Quant à Wade, qui avait lui-même payé d’un lourd tribut carcéral son statut d’opposant, il n’a pas hésité, une fois élu, à faire incarcérer des journalistes, comme El Malick Seck ou Madiambal Diagne. »
Porté par les échos du dossier Karim Wade, Seydou Diagne a été sollicité dans la quasi-totalité des affaires instruites contre d’anciens dignitaires du régime de Wade père pour de présumés détournements. Il devient ainsi l’avocat de Bara Sady (l’ancien directeur général du Port autonome de Dakar), de Ndongo Diaw (qui dirigeait l’Autorité de régulation des télécommunications et des postes), de l’ex-député Alioune Aidara Sylla, de l’ex-sénatrice Aïda Ndiongue, de l’ancien conseiller présidentiel Thierno Ousmane Sy et de quelques autres.
Affaire Khalifa Sall
« À l’exception d’Aïda Ndiongue devant la Cour suprême, aucun d’entre eux n’a été condamné, s’enorgueillit-il. Certains ont déjà obtenu un non-lieu, et dans plusieurs affaires la chambre d’accusation de la cour d’appel a reconnu la légèreté des poursuites. »

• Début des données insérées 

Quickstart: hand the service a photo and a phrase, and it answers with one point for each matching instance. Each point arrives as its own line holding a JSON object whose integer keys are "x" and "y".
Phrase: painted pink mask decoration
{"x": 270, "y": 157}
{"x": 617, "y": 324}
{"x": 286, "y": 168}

Macky Sall, qui achèvera début 2019 son premier mandat, a vu certains de ses alliés d’hier se transformer en potentiels « enquiquineurs »
C’est donc tout naturellement que le trouble-fête en robe noire intervient depuis mars 2017 dans un autre dossier sensible, celui de Khalifa Sall, le député et maire de Dakar, quitte à irriter une nouvelle fois la présidence.
Sa méthode n’a pas changé : face à une procédure qu’il estime « politique », lui et ses confrères – emmenés cette fois par Me François Sarr – s’appliquent à jouer les grains de sable. « Si Khalifa Sall a été élu député en 2017, il le doit en partie à ses avocats, assure-t-il. L’État entendait le faire condamner au plus vite, mais nous avons multiplié les recours, ce qui lui a permis de se présenter avec succès aux législatives. »
Hier porté au pouvoir par une vaste coalition réunissant les principaux leaders politiques du pays et par une large frange de la société civile, Macky Sall, qui achèvera début 2019 son premier mandat, a vu certains de ses alliés d’hier se transformer en potentiels « enquiquineurs ». « Quand on arrête des leaders politiques au moindre dérapage verbal, quand on interdit des marches pour des raisons injustifiées, cela pose un sérieux problème à la démocratie », déclarait en 2016 sur Walf TV Seydi Gassama, le directeur exécutif de la branche sénégalaise d’Amnesty International.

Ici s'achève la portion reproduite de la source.